My pal, Mon Tulfo, not a lawyer, says to qualify as a state witness, one must be “the least guilty,” (Philippine Daily Inquirer, March 20, 2018)), and who therefore may know nothing or little then, so, whatever for? What Sec. 17 (e) of Rule 119 of the Rules of Court really says is the “accused does not appear to be the most guilty,” but may know a lot of criminatory stuff.
On another pal Oscar Lagman’s questioning in the same PDI issue, the grant of bail to nonagenarian JPE, the Supreme Court, in 1946, granted bail for humanitarian reasons to Benigno Aquino, Sr., in 1947; he passed away the following year, at 47, watching a boxing match at the Rizal Memorial. Uncle Jovy Salonga was released by Macoy to the custody of Auntie Lydia, a prisoner of love.

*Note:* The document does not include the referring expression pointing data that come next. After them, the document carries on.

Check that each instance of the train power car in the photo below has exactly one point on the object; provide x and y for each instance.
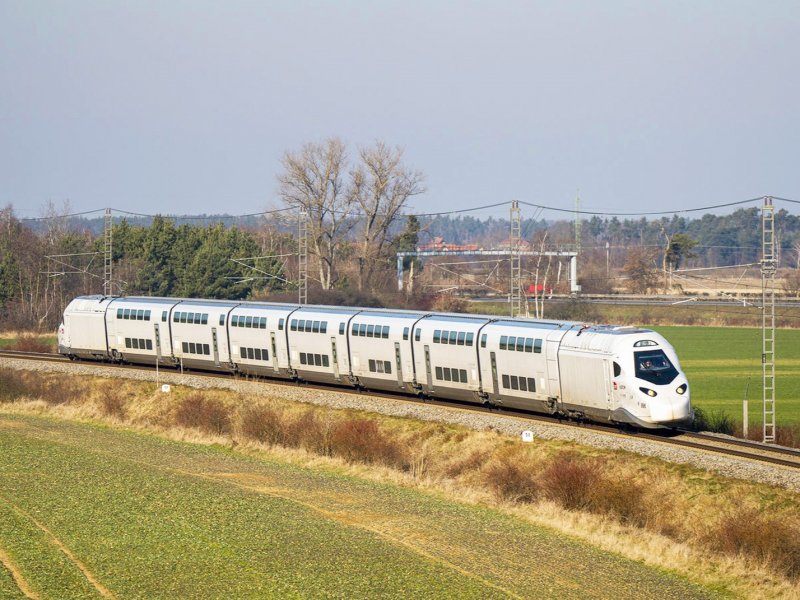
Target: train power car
(600, 372)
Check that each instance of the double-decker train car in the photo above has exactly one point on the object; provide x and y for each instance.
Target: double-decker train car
(600, 372)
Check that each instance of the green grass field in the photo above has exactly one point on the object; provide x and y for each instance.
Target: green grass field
(87, 509)
(724, 363)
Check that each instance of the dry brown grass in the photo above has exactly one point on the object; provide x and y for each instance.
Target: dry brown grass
(630, 502)
(197, 411)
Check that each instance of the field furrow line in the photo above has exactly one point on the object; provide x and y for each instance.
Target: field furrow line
(101, 589)
(19, 579)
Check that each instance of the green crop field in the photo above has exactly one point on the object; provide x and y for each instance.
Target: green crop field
(88, 511)
(724, 363)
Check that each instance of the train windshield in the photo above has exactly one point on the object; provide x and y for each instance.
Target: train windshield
(654, 366)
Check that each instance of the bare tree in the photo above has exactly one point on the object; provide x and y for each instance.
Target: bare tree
(381, 186)
(312, 182)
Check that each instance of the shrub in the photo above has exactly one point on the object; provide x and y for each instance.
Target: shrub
(360, 440)
(509, 479)
(206, 414)
(112, 403)
(717, 421)
(263, 424)
(770, 540)
(570, 480)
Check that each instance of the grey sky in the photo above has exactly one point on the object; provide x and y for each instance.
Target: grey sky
(187, 106)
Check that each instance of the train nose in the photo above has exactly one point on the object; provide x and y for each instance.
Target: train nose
(677, 408)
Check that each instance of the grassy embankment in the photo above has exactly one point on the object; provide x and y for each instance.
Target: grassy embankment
(299, 500)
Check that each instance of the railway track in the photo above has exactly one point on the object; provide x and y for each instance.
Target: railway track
(713, 443)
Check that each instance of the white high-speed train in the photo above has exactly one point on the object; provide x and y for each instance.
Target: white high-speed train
(601, 372)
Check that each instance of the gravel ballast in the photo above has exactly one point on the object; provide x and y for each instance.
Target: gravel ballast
(738, 468)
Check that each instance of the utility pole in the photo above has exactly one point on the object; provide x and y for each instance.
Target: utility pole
(302, 257)
(516, 271)
(768, 268)
(108, 286)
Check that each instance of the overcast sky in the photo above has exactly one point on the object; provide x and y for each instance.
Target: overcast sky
(187, 107)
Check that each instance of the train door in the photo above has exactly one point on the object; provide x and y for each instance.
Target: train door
(215, 345)
(335, 357)
(158, 342)
(274, 352)
(607, 383)
(398, 364)
(428, 368)
(495, 384)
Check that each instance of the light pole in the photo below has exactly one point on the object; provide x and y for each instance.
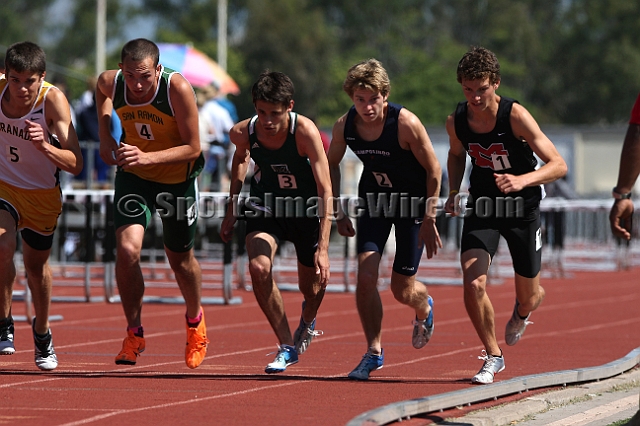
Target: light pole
(101, 36)
(222, 34)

Last time JPE and I shook hands in the Senate, where we were for Manang Letty Ramos-Shahani’s necro, his grip was firm and he indeed looked makamandag pa. Bedroom terrorist still? Indeed, how many can boast of at least 38 girlfriends, as reported in the Inquirer some years ago, if my memory is true? And counting? Frail, and deserving of release, was he, according to doctors in the Supreme Court? You’re telling me. Now, he’ll prosecute, vigorously.
Tough Manong JPE may be a bull-strong lead prosecutor in the trial of CJ Meilou Sereno, whom SolGen Joe Calida charged for allegedly not filing a statement under Sec. 7 of RA3019, again, on “the amounts and sources of [her]income, the amounts of [her]personal and family expenses and the amount of income taxes paid for the next preceding calendar year.” (Petition, pp. 28-29.) Heretofore, talk was limited to RA6713. Now, the SolGen brought in RA 3019, and he may yet live to regret it. Again, if the feisty SolGen and his 17 assistants, all competent, who co-signed the quo warranto petition can show me copies of their statements mentioning said income, expenses and taxes, I’ll eat them.
Justices prejudging CJ
Not to miss the beams in one’s own eyes, when pointing out the motes in others. Such awfully sanctimonious piece of pious fiction in a country where laws are “more honored in the breach, than in the observance.” (Shakespeare, “Hamlet”)
Anyone charged is entitled to a fair and impartial tribunal. How many justices have prejudged the CJ and prematurely thrown their weight on the other side? Can they sit in judgment of one they have publicly condemned? It is hornbook doctrine that even if a rule be fair on its face but if it is administered with an evil eye and an unequal hand, it would violate one’s basic human and constitutional right to equal protection. (Yick Wo v. Hopkins, 118 US 356, 373-74, 1886)
Justice must satisfy the appearance of justice? How many justices have held their horses while evidence trickles in of some allegedly impeachable offense? Whatever may be proven in regard to the Tolentino Law of 1960 and the Salonga-Saguisag Law of 1989, an impeachable offense is respectfully submitted to be out, more so if the review-and-compliance requirement is not met.
And the unprecedented appearance in the House to make sumbong and the public statements of those who may not like the CJ, who may arguably need Dale Carnegie lessons, may come back to haunt them. They answer to their conscience and to history.
I hope to see a better Supreme Court focused on deciding cases—a lofty constitutional task—not frittering away their time in forlorn time- and energy-wasting turf struggles, dividing, and weakening the judiciary, to the delight of an irredentist presidency. But, even if so focused, decisions only seem to reflect the prevailing power situation, when and where the Palace is interested in.
That is the sin of the CJ, not kowtowing, and saying, “Yes, Master.” If she had behaved like the Lower House supernumerary, ooops, super-majority, she would not be impeached by the House and tried by the Senate, much less “quo-warrantized,” to borrow from a law classmate who floored Prof. Florenz Regalado with his neologism.